Rusya’da muhalefetin önde gelen ismi olan ve geçen hafta Almanya’dan Rusya’ya dönüşte gözaltına alınan Alaksey Navalny’nin tutuklanmasına yönelik protesto gösterileri, son 8-9 yılın en geniş katılımlı eylemlerine dönüştü. On binlerce kişinin katıldığı bu gösteriler, 2011 parlamento seçimlerine hile karıştırıldığı iddialarının ardından patlak veren gösterilerden bu yana en büyük protesto gösterileri olma özelliğini taşıyor.

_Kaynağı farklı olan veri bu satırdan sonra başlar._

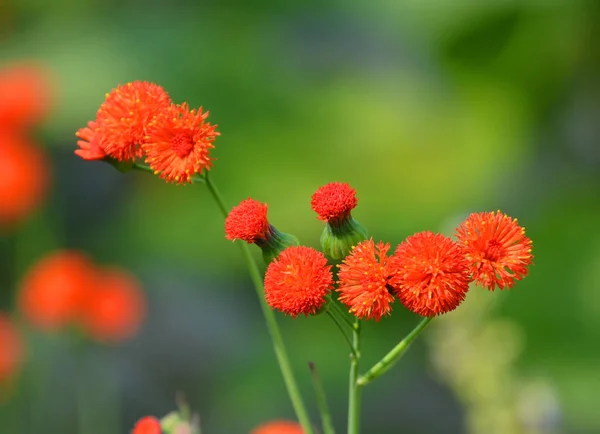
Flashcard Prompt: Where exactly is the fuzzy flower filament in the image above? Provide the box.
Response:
[337,239,394,321]
[310,182,368,259]
[264,246,333,317]
[456,211,533,291]
[143,103,220,184]
[389,231,470,317]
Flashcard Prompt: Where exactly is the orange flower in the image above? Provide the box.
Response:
[0,312,23,384]
[310,182,358,222]
[144,103,220,184]
[18,251,97,330]
[90,81,171,161]
[265,246,333,317]
[83,268,146,342]
[337,239,394,321]
[456,211,533,291]
[389,231,470,316]
[0,64,50,130]
[131,416,162,434]
[250,420,304,434]
[0,131,49,226]
[75,121,107,160]
[225,198,269,243]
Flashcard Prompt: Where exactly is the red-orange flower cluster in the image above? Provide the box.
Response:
[337,239,394,321]
[75,81,220,184]
[250,420,304,434]
[0,64,50,227]
[389,231,471,316]
[0,312,23,384]
[310,182,358,221]
[265,246,333,317]
[456,211,533,291]
[18,251,146,342]
[225,198,269,243]
[131,416,162,434]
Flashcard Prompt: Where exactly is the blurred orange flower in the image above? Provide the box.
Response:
[18,251,97,330]
[0,63,51,130]
[0,131,50,226]
[0,312,23,383]
[250,420,304,434]
[84,268,146,342]
[132,416,162,434]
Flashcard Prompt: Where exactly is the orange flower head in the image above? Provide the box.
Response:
[75,121,107,160]
[0,312,23,384]
[94,81,171,161]
[250,420,304,434]
[131,416,162,434]
[0,131,50,227]
[337,239,394,321]
[83,268,146,342]
[265,246,333,317]
[310,182,358,222]
[144,103,220,184]
[225,198,269,243]
[456,211,533,291]
[18,251,97,330]
[0,64,51,129]
[389,231,470,317]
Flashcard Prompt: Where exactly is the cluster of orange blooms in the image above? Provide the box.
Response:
[75,81,219,184]
[225,182,533,321]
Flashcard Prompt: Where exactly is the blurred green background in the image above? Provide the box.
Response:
[0,0,600,434]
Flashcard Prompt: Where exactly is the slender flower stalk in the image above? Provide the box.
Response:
[203,172,313,434]
[357,317,434,386]
[308,362,335,434]
[327,309,356,357]
[348,318,361,434]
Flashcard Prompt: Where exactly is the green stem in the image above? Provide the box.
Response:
[308,362,335,434]
[132,161,205,184]
[204,173,313,434]
[358,317,433,386]
[348,318,360,434]
[327,310,356,357]
[329,299,356,330]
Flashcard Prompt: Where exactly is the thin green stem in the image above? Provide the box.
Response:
[358,317,433,386]
[204,173,313,434]
[348,318,361,434]
[308,362,335,434]
[327,310,356,357]
[132,163,154,174]
[132,161,205,184]
[329,299,356,330]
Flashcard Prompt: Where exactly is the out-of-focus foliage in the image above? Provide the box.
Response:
[0,0,600,434]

Navalny, Rusya’ya dönüşünden kısa süre önce hazırladığı ve Putin’in Karadeniz kıyısındaki Gelencik’te zimmetine geçirdiği paralarla saray yaptırdığı iddiasını içeren bir videoyu, tutuklanmasından hemen sonra yayına koydurttu. Bu, Navalny’nin, doğrudan Putin’i hedef alan ilk yayınıydı ve Kremlin yönetimi, iddiaları reddetti. Ancak gösterilerin Navalny’nin tutuklanması ve Putin’in sarayı iddialarından daha derin nedenleri var.
Kırım etkisi zayıfladı
Öncelikli olarak, ülkede uzun süredir devam eden ve salgının derinleştirdiği ekonomik durgunluk, kitlelerin tepkisine neden oluyor. Rusya’nın 2014’te Ukrayna’daki krize müdahale edip Ukrayna’nın Kırım Yarımadası’nı ilhak etmesi, uluslararası kamuoyunun tepkisine neden olsa da Rusya’da Putin’e desteği rekor düzeye çıkarmıştı. Bunun ardından Batılı ülkelerin Rusya’ya yaptırım uygulamaları, kitlelerin Putin’e daha sıkı bağlanmasına neden olmuştu. Son gösteriler, bu “Kırım etkisinin” epey zayıfladığını gösteriyor. İkincisi, ekonomik sıkıntıların yanı sıra, merkez-çevre ilişkilerinde son zamanlarda sıkıntılar ortaya çıkmaya başlamıştı. Bunun en somut göstergesi, Kremlin’in geçen yıl doğudaki Habarovsk ilinde seçilmiş valinin yerine atadığı kayyıma yönelik protestolardı. Üçüncüsü, Putin Rusya’da halen toplumun büyük kesimi tarafından, ülkeyi 90’lı yıllardaki ekonomik ve toplumsal çöküşten kurtaran isim olarak görülüyor. Ama, bugün 25 yaşındaki bir Rus genci, 90’ları hatırlamıyor ve “değişim” söylemlerine daha açık durumda. Büyük şehirlerde yaşayıp dış dünyayla iletişim halinde olanlar da öyle. Bu nedenle, Navalny’nin destekçilerinin asıl olarak 90’ları hatırlamayan genç kesimden ve büyük şehirlerden olması, tesadüf değil. Dolayısıyla, “Rus halkı Putin’e karşı” demek, gerçeğe ters olsa da protestoların toplumun dinamik kesimlerini içerdiği söylenebilir. Bir diğer konu, ABD’nin etkisi: Kremlin’e yakın çevreler, Navalny’nin Almanya’da olduğu dönemde ABD tarafından dolduruşa getirildiğini ve bir ABD projesi olduğunu söylüyor ve Biden’ın göreve gelir gelmez protestoların başladığına dikkat çekiyor.